Cette réalité explique en partie la pénurie de vocations. En 2023, on comptait 238 000 arbitres au sein des fédérations sportives françaises, dont 30,5 % de femmes. Le football n'en concentrait que 17 000, loin derrière le tennis (30 000) et la natation (18 000). Stéphanie Frappart, devenue en 2019 la première femme à arbitrer en Ligue 1, puis en 2022 la première à officier lors d'un match de Coupe du Monde masculine, symbolise une progression réelle — mais les conditions d'exercice restent difficiles. En 2023-2024, 245 cas de violences physiques contre des arbitres ont été recensés en France. 70 % des arbitres européens déclarent avoir subi des abus verbaux en 2024, et 40 % envisagent de quitter la profession.
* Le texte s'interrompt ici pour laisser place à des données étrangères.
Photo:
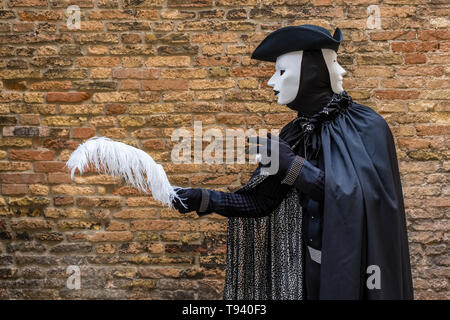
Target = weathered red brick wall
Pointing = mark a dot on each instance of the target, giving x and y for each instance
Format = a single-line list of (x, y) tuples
[(135, 71)]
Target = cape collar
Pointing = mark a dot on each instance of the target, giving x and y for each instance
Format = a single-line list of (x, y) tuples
[(303, 133)]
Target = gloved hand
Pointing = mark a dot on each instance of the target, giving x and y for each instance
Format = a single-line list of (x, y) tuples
[(282, 153), (191, 197)]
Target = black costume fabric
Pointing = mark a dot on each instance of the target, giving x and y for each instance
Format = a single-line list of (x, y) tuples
[(314, 90), (363, 215)]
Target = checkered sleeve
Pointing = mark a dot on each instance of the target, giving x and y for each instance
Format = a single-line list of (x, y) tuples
[(255, 203)]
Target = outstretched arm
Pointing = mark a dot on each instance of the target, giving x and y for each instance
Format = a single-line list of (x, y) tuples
[(257, 202)]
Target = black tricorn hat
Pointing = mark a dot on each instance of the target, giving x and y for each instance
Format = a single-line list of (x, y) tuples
[(295, 38)]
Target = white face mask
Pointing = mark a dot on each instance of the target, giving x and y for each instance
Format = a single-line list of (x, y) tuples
[(334, 68), (286, 78)]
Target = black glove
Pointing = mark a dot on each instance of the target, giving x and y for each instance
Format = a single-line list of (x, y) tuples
[(285, 154), (191, 197)]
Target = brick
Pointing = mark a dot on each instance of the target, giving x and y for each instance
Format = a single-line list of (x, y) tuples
[(83, 133), (151, 225), (67, 96), (111, 236), (50, 166), (31, 224), (26, 178), (12, 189), (31, 155)]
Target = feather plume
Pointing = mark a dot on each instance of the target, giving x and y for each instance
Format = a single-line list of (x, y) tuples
[(128, 163)]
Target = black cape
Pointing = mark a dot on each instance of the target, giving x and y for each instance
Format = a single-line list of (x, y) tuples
[(363, 219)]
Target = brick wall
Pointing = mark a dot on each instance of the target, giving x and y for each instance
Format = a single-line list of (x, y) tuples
[(135, 71)]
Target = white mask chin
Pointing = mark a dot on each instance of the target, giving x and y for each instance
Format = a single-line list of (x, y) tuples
[(334, 68), (286, 78)]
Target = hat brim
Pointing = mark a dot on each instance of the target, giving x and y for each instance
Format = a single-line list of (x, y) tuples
[(295, 38)]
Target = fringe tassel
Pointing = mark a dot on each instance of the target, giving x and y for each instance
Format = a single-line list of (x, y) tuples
[(125, 162)]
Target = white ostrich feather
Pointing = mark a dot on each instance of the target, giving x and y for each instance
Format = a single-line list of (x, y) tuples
[(133, 165)]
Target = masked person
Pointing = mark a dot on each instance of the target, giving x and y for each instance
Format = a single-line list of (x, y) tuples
[(330, 223)]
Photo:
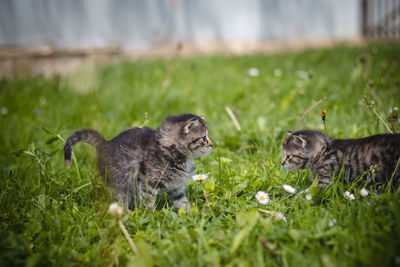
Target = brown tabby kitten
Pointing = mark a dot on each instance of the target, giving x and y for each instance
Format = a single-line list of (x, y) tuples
[(141, 162), (326, 156)]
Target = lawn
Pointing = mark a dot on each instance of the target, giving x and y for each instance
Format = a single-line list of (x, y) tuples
[(51, 215)]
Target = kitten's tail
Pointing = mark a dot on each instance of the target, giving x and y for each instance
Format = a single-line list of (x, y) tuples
[(85, 135)]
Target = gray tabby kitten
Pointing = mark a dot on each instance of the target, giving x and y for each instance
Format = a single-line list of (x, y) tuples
[(141, 162), (326, 156)]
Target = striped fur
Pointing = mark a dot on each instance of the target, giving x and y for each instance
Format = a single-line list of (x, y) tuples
[(326, 156), (141, 162)]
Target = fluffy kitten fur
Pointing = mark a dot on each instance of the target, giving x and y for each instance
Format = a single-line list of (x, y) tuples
[(326, 156), (141, 162)]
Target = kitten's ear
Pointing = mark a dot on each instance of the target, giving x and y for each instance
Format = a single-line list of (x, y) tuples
[(191, 125), (300, 140)]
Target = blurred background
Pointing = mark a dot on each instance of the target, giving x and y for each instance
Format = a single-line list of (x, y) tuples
[(47, 36)]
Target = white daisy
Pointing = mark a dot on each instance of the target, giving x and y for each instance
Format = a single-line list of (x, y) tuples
[(262, 197), (349, 195), (280, 217), (364, 192), (254, 72), (199, 177), (115, 209), (288, 188)]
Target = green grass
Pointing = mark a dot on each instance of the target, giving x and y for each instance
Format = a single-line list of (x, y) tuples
[(51, 215)]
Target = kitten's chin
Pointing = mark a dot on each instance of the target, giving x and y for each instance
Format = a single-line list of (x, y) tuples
[(202, 153)]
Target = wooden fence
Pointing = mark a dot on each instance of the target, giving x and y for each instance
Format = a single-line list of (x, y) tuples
[(381, 19)]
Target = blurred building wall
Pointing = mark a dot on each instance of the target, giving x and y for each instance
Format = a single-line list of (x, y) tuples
[(142, 24)]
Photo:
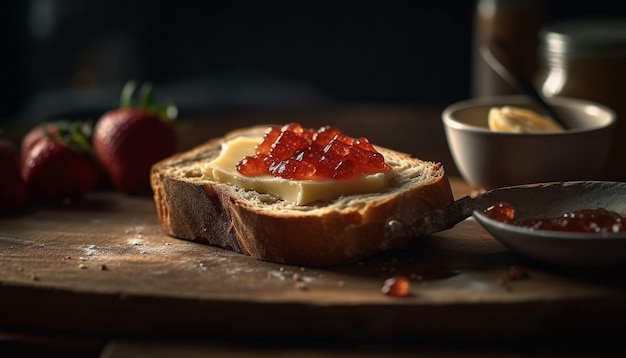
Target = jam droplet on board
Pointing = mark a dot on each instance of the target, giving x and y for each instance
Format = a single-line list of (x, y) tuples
[(397, 286), (598, 220), (293, 152)]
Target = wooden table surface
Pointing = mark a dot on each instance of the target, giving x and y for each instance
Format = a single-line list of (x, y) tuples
[(99, 278)]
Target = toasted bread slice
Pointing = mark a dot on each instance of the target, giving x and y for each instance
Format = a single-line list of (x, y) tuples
[(345, 230)]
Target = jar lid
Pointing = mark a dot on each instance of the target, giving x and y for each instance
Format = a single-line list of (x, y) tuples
[(586, 36)]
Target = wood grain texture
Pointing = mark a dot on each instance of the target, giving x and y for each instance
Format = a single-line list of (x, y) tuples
[(103, 265)]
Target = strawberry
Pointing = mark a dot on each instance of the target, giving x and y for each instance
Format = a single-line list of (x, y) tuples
[(58, 165), (79, 131), (14, 195), (128, 140)]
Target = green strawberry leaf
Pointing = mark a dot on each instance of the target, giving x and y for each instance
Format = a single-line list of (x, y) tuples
[(126, 98)]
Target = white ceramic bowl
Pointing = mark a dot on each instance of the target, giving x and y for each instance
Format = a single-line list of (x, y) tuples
[(488, 160)]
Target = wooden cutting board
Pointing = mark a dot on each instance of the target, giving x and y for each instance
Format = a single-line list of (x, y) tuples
[(104, 266)]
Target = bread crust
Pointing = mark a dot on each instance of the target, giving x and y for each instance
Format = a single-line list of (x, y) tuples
[(347, 230)]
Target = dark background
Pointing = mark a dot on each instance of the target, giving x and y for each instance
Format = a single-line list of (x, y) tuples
[(72, 56)]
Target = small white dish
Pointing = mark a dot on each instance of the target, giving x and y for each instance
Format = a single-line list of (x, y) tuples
[(551, 200)]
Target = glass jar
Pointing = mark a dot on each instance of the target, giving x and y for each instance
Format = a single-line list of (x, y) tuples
[(518, 24), (586, 58)]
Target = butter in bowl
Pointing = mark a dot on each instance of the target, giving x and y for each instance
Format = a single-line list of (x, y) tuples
[(504, 141)]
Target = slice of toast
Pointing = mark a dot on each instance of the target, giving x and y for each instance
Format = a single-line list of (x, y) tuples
[(348, 229)]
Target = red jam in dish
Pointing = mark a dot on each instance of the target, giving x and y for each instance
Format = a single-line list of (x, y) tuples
[(293, 152), (597, 220)]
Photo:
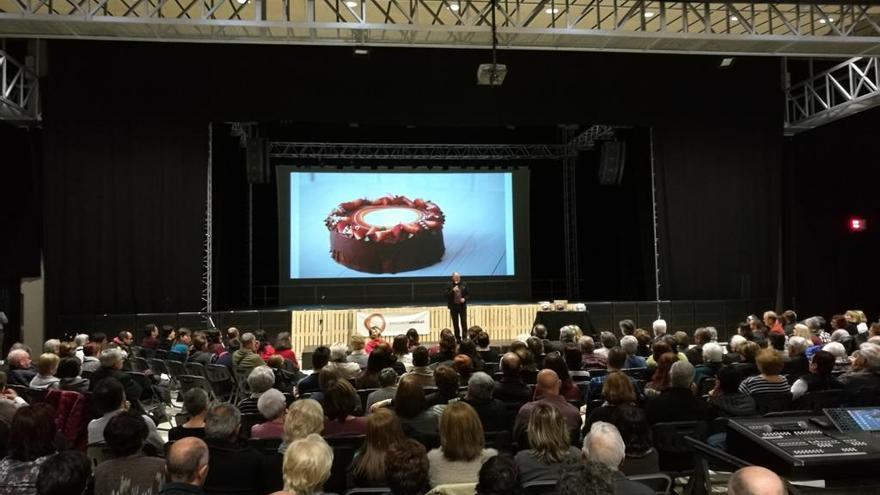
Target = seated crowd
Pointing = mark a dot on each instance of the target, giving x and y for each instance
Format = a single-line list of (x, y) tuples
[(576, 412)]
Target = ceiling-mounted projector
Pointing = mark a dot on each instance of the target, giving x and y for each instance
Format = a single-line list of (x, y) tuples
[(491, 74)]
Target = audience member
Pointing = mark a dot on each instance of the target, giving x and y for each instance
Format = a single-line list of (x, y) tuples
[(310, 384), (259, 380), (590, 359), (511, 387), (461, 452), (420, 370), (68, 375), (604, 445), (130, 469), (549, 446), (339, 362), (630, 346), (769, 381), (195, 404), (406, 468), (109, 398), (618, 391), (548, 388), (47, 366), (411, 407), (186, 465), (586, 478), (368, 467), (819, 377), (273, 407), (492, 412), (447, 381), (31, 443), (677, 403), (726, 400), (340, 402), (304, 417), (307, 464), (65, 473), (641, 456), (755, 480), (21, 370), (229, 459)]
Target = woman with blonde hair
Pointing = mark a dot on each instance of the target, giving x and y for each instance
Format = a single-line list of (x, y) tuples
[(461, 453), (304, 417), (549, 446), (383, 432), (307, 464)]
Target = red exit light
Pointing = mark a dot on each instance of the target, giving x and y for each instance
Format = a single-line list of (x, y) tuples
[(857, 224)]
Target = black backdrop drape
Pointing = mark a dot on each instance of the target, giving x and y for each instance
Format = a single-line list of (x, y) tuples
[(124, 216)]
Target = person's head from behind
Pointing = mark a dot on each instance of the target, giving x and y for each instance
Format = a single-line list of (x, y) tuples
[(499, 476), (222, 422), (406, 468), (307, 464), (510, 366), (618, 389), (340, 400), (109, 395), (304, 417), (409, 400), (681, 375), (111, 358), (272, 405), (126, 433), (421, 357), (447, 380), (195, 402), (68, 368), (32, 433), (260, 379), (769, 362), (461, 432), (187, 461), (604, 444), (822, 363), (586, 478), (548, 434), (755, 480), (729, 379), (480, 387), (65, 473)]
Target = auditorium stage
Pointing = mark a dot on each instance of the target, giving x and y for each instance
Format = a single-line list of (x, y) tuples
[(316, 326)]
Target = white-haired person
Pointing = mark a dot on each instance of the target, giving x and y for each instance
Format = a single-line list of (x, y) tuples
[(865, 372), (339, 362), (711, 362), (604, 445), (307, 464), (273, 406)]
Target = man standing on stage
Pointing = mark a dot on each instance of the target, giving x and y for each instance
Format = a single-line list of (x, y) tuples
[(456, 300)]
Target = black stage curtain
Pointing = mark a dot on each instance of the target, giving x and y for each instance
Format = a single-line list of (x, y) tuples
[(719, 209), (124, 216)]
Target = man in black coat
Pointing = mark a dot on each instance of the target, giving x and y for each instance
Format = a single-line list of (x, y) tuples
[(456, 301)]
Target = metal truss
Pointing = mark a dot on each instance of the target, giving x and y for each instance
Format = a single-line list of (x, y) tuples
[(845, 89), (837, 28), (401, 151), (19, 91)]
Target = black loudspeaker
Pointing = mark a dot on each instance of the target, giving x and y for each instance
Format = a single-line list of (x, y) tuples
[(257, 151), (611, 161)]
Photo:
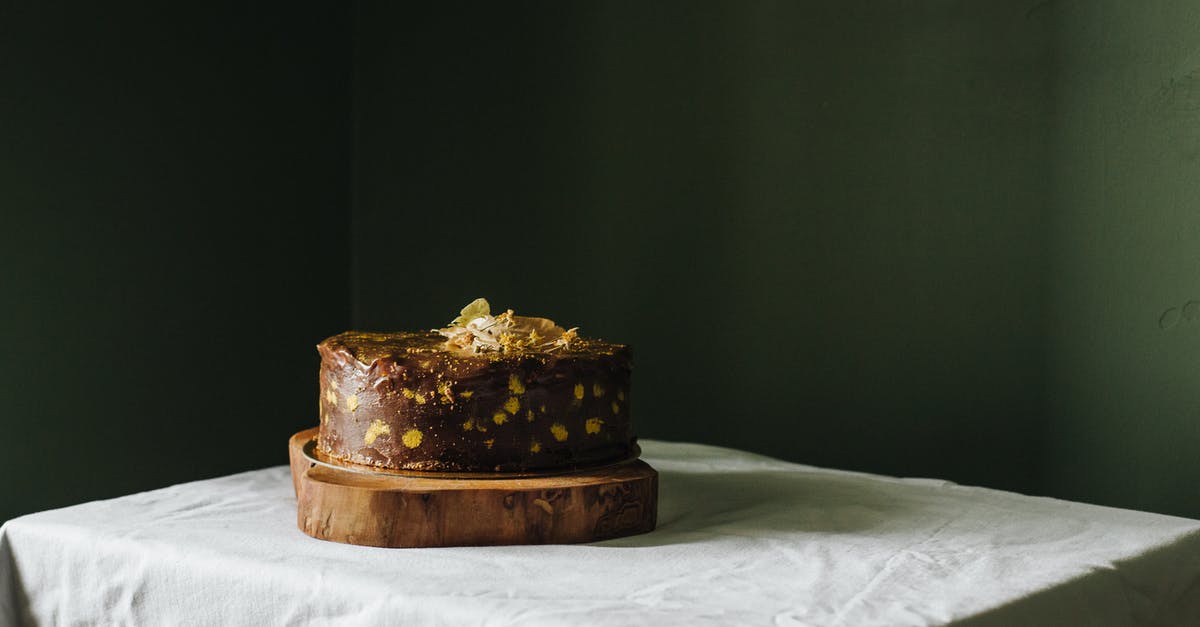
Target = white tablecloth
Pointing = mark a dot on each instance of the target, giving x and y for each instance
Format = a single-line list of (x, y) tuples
[(742, 539)]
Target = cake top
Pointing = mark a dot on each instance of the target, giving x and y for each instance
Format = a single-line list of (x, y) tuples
[(475, 335)]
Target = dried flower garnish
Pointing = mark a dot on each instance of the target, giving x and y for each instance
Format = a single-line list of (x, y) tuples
[(478, 330)]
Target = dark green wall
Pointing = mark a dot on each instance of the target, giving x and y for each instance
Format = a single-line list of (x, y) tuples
[(923, 238), (173, 239), (821, 224), (1123, 384)]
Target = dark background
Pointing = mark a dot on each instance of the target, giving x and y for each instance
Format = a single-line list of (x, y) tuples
[(919, 238)]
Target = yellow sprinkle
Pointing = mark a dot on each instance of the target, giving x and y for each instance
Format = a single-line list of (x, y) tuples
[(515, 384), (377, 429)]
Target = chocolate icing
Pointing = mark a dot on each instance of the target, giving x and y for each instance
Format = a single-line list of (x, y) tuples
[(406, 400)]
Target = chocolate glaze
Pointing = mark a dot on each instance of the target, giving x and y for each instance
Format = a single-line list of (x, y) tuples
[(406, 400)]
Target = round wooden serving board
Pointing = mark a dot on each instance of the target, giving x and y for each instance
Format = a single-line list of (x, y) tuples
[(376, 509)]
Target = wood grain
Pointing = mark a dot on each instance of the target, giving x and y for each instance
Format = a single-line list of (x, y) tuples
[(387, 511)]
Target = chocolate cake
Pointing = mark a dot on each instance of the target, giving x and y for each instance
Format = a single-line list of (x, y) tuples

Sur le plan international, les arbitres français restent les moins bien payés du Big Five européen : les Espagnols touchent en moyenne 264 500 euros par an, les Allemands 194 000 euros, les Italiens 160 000 euros et les Anglais 158 000 euros. Si vous réfléchissez à l'arbitrage comme activité complémentaire structurée, sachez que le vrai levier n'est pas le niveau amateur — c'est la trajectoire vers le national et l'international, où la progression salariale devient véritablement significative.